The `reasoning_type` field is the headline addition of v2 and is backwards-compatible (v1 questions are tagged `recall` retroactively).

### 3.2 Distribution

| Category | Recall | Adversarial | Diagnostic | Quantitative | Creative | Total |
|---|---|---|---|---|---|---|
| Meta Ads | 60 | 38 | 35 | 35 | 28 | **227** |
| Google Ads | 60 | 38 | 35 | 35 | 28 | **227** |
| Critical Thinking | 20 | — | — | — | — | 20 |
| Action-Based | 20 | — | — | — | — | 20 |
| **Total** | **219** | **80** | **69** | **70** | **56** | **494** |

Difficulty: 14 easy / 165 medium / 315 hard (reasoning-heavy).
Format: 302 MCQ / 192 open-ended (action_based).

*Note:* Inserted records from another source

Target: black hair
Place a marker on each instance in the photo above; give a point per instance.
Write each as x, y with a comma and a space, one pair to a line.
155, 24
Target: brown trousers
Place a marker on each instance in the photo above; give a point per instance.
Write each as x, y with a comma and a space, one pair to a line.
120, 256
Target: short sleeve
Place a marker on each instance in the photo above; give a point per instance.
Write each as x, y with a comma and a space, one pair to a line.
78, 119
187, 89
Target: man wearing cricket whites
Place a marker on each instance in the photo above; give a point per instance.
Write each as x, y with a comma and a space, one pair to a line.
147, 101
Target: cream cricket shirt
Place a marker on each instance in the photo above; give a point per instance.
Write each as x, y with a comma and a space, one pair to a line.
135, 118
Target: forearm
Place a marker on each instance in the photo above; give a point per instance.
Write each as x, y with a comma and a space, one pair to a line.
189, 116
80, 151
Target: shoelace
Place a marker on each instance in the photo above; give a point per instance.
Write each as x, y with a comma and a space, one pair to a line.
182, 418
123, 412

### 3.3 Question Authoring

Questions were authored by performance marketing professionals and structured to test the platform-specific knowledge and reasoning patterns observed in production environments at scale. Adversarial questions specifically target outdated 2019-era playbooks — e.g., SKAGs, narrow LAL stacks, "always optimize on CTR" — that pattern-match in older training data but are explicitly contradicted by current best practice (Google Ads documentation, Meta Advantage+ Audience guidance).

Open-ended scenarios are scored against rubrics with 5–10 specific points each. Rubrics emphasize:
- Explicit assumption-stating
- Multi-step reasoning over the right diagnostic dimensions (creative, audience, bidding, tracking, market)
- Correct identification of binding constraints (e.g., distinguishing Lost-IS-Rank from Lost-IS-Budget)
- Methodologically sound experiment design (Experiments tool randomization, geo holdouts, pre-committed decision rules, power analysis)
- Resistance to common false framings (e.g., "Brand Search has 16x ROAS — scale it" misses that brand is largely non-incremental)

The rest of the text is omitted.